So the plan, a multi-faceted one. I’ve been knocking off a 5 – 6 mile hike with a bit of a climb in it with ease. Great, now I want to extend the range and to do so without killing myself. How to manage it? Well don’t climb. To that end one of the walks I’ve always fancied was a circumnavigation (an elaborate description considering it has a good path around it) of Loch Leven at Kinross following the Loch Leven Heritage Trail. Great, love the plan, what else can I add to it; Well theres lots of birds around the area so lets bring your DSLR with your big lens. I know even better, bring your drone and do a whole video shoot. Wow, who’d ‘ave thunk of such a great plan!

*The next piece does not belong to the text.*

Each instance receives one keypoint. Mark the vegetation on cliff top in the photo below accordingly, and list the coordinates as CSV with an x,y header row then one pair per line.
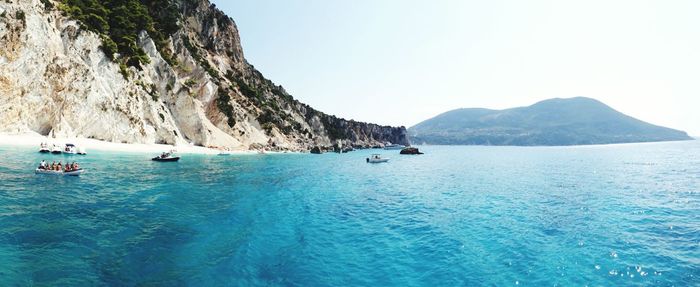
x,y
119,21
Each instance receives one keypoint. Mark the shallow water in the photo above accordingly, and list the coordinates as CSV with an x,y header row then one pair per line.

Best laid plans and all that, forecast was wet. The forecast was in fact very wet and all day. Hmm do I want to lug my camera in a dry bag then decide that it’s raining too heavily and I don’t want to take my camera out? Ditch the camera. Drone? No, electronics and moisture are usually best kept apart, so no drone. Okay no bother a simple walk it is. The camera may not have been such a problem as I came across a number of hides if I’d been so inclined. In reality the drone probably wouldn’t have been a good idea with the amount of geese and swans in the area and I’m pretty certain the RSPB to the south of the Loch would not have been keen to see it airborne.
I drove to Kinross heading for the pier with it’s car park. I was a little later than I wanted to be but with the rain I wasn’t expecting it to be busy. The car park was right at the trailhead and it was a lovely little harbour. A shop and restaurant was right next to it but all were closed at 0900 on a Sun.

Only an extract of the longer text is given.